I dubbi di Franco Berrino
Su questa nuova architettura si concentra la critica dell’epidemiologo Franco Berrino, già direttore del Dipartimento di medicina preventiva dell’Istituto Nazionale dei Tumori di Milano. Il primo nodo, secondo Berrino, non è solo scientifico ma comunicativo: la piramide “dice una cosa e ne disegna un’altra”.
Intervistato da Il Fatto Quotidiano, l’esperto sottolinea come nel testo ufficiale si inviti a consumare cereali integrali anche più volte al giorno, ma nella rappresentazione grafica questi alimenti finiscono in una posizione elevata, storicamente riservata ai cibi da limitare. Un’incoerenza che, prima ancora delle scelte nutrizionali, rischia di disorientare cittadini e operatori sanitari.
Il nodo delle proteine
La critica più dura riguarda però la quantità di proteine suggerita.
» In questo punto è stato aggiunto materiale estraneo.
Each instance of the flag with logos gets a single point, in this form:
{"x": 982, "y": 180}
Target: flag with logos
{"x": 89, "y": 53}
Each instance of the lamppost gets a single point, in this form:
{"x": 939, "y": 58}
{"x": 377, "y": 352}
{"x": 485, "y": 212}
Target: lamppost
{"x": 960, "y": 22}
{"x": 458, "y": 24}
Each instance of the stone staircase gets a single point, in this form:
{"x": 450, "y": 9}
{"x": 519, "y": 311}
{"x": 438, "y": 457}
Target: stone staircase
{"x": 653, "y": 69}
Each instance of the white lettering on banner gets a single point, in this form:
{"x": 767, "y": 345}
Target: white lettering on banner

Le nuove linee guida parlano di un apporto compreso tra 1,2 e 1,6 grammi per chilo di peso corporeo, valori che per Berrino risultano sproporzionati.
“È enorme. Di fatto è il doppio del fabbisogno” sottolinea il professore. “Nel nostro studio EPIC dimostriamo chiaramente che più proteine si mangiano, più si ingrassa. Chi mangia più del 16% delle calorie sotto forma di proteine ingrassa. Chi scende sotto no. Chi arriva al 40-50% dimagrisce solo perché si intossica. Hanno sbagliato la cosa principale”.
Gli aspetti positivi
Berrino riconosce un merito importante alle nuove linee guida: la condanna netta degli alimenti ultraprocessati, degli zuccheri aggiunti e delle farine raffinate. Un punto di forza che allinea il documento americano alle evidenze scientifiche più solide.
Tuttavia, anche qui emerge una contraddizione strutturale. Negli Stati Uniti oltre il 60% del cibo disponibile è ultraprocessato: invitare a evitarlo senza intervenire sul sistema alimentare, osserva l’epidemiologo, rischia di essere una raccomandazione teorica, difficilmente applicabile nella vita quotidiana di milioni di persone.
Particolarmente controversa è poi la riabilitazione dei latticini interi fino a tre volte al giorno. Berrino mette in discussione le basi scientifiche di questa scelta: “Walter Willett dice chiaramente: uno al giorno è più che sufficiente, non c’è nessuna ragione di mangiarne così tanti. Ed è la massima autorità scientifica americana in nutrizione”.
Anche sul fronte dei grassi il messaggio appare ambiguo: da un lato si promuovono olio extravergine, pesce e frutta secca, dall’altro si normalizza l’uso di burro e grassi animali, pur mantenendo un tetto teorico del 10% di grassi saturi. Un limite che, secondo Berrino, è difficilmente traducibile in comportamenti concreti.
Il capitolo alcol segna infine la rottura più netta con la sanità pubblica tradizionale. Scompaiono i limiti quantitativi giornalieri, le distinzioni tra uomini e donne e gli avvertimenti sui rischi oncologici.
“Qui secondo me bisognerebbe essere più rigorosi. Quando dici ‘non fumare’ è chiaro. Quando dici ‘limita l’alcol’, il messaggio si annacqua” chiarisce Berrino. “Un bicchiere al giorno non ha lo stesso significato per uomini e donne, soprattutto per il rischio di tumore al seno. Questo nelle linee guida non c’è”.